While it's difficult to draw any conclusions from the data, Hartnett warns investors against selling stocks even if they believe there's a bubble, as the final stages of an uptrend typically see the largest gains, and missing out can be very costly. He suggests that one way to hedge against risk is to buy undervalued stocks, such as UK stocks and energy companies.

Concentration

The 10 largest stocks by market capitalization in the S&P 500 now account for about 40% of the index, a concentration unseen since the 1960s. This has worried some investors, including veteran Wall Street research expert Ed Yardeni, who stated last December that it was no longer meaningful to advise investors to overweight technology stocks.

However, market historians argue that while the current concentration may seem excessive compared to recent levels, it is not without precedent. Paul Marsh, a professor at London Business School who has studied global asset returns over the past 125 years, points out that the proportion of top-performing stocks in the US stock market reached similar levels in the 1930s and 1960s.

He stated that in 1900, 63% of the total market capitalization in the United States was related to railroad stocks, while by the end of 2024, that proportion had dropped to only 37%.

Fundamentals

TS Lombard economist Dario Perkins stated that asset bubbles are difficult to detect in advance, but relatively easier to detect afterward, because fundamentals are often the focus of debate, and the metrics that investors pay attention to can also be constantly changing.

He said, "Tech enthusiasts can easily claim 'things are different now,' and that fundamental valuations will never be the same again."

However, some fundamental factors remain crucial. For example, compared to the dot-com bubble era, today's AI giants still have lower debt-to-income ratios than companies like WorldCom Inc., which went bankrupt in 2003. Moreover, companies like Nvidia and Meta have reported strong profit growth from their AI businesses, something that was not the case during the speculative era 25 years ago.

Valuation

The S&P 500's valuation has reached its highest level since the early 21st century, at least according to the Shiller P/E ratio. This metric, also known as the cyclically adjusted P/E ratio (CAPE), calculates the price-to-earnings ratio using the average earnings over 10 years, adjusted for inflation, while the standard P/E ratio uses the earnings of the past year, thus smoothing out the impact of economic cycles on valuations.

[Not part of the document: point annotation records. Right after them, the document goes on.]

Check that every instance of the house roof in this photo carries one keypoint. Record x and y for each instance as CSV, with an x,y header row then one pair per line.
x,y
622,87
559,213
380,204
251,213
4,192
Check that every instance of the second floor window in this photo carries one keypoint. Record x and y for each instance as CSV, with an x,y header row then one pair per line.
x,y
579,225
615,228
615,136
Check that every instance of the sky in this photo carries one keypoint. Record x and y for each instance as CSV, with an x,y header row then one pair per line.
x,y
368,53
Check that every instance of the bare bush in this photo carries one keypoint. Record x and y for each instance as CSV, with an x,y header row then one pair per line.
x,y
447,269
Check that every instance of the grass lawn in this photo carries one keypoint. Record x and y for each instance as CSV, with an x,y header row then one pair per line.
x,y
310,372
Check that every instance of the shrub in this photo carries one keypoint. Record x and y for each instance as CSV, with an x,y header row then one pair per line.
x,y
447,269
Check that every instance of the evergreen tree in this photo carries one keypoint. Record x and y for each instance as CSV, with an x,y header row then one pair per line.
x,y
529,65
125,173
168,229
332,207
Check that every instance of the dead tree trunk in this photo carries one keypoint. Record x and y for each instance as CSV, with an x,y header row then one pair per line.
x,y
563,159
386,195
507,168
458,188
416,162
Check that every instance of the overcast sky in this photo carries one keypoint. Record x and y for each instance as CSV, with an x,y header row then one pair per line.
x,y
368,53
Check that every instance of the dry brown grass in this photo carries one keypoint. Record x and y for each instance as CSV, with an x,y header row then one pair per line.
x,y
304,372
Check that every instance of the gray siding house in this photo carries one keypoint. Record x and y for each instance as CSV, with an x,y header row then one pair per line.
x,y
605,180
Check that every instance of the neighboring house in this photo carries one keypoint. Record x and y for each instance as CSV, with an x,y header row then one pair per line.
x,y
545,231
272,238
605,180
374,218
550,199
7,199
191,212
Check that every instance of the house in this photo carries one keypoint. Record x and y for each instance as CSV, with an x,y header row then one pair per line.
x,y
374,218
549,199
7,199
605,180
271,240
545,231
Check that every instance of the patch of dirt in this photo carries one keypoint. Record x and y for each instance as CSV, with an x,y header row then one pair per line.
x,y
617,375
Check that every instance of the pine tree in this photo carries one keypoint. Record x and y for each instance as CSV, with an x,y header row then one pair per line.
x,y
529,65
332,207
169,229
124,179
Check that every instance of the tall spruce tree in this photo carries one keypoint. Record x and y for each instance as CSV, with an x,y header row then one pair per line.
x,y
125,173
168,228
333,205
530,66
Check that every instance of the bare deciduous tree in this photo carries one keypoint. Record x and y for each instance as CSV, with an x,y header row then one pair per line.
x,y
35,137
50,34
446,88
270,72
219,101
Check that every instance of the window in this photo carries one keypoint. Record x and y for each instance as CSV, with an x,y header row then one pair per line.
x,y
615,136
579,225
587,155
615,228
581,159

Historical data shows that a CAPE ratio exceeding 25 in the US stock market indicates a period of "irrational exuberance."

Bullish investors believe that while tech stocks have driven up market valuations, their growth rate is far lower than during the dot-com bubble. In 2000, Cisco... Nvidia 's price-to-earnings ratio once exceeded 200 times its earnings over the past 12 months, but now that figure is less than 50 times.

Richard Clode, a fund manager at Janus Henderson, said that in an environment where valuations are undisputed, stock prices will decouple from earnings growth.

“We haven’t seen that yet,” he said.

Investor sentiment

Discussions about a potential stock market bubble persisted throughout last year, then intensified significantly in November and December, fueled by warnings from "Big Short" Michael Bury and the Bank of England. Media compilations show that over 12,000 news articles mentioned the term "artificial intelligence bubble" in November, roughly equivalent to the total for the previous ten months.

A Bank of America survey in December showed that investors viewed the artificial intelligence bubble as the biggest "tail risk" event. More than half of the respondents said the "Big Seven" tech stocks were the most crowded trades on Wall Street.

This is very different from the dot-com bubble era, Barclays bank Venu Krishna, head of U.S. equity strategy, said that people were "incredibly excited" at the time that the internet would revolutionize everything. But now, with increased debt issuance, there is growing skepticism about whether investments in artificial intelligence will pay off.

“I won’t ignore this, but I generally think this kind of scrutiny (of investors) is beneficial,” he said. “In fact, it is this kind of scrutiny that prevents extreme situations like a crash.”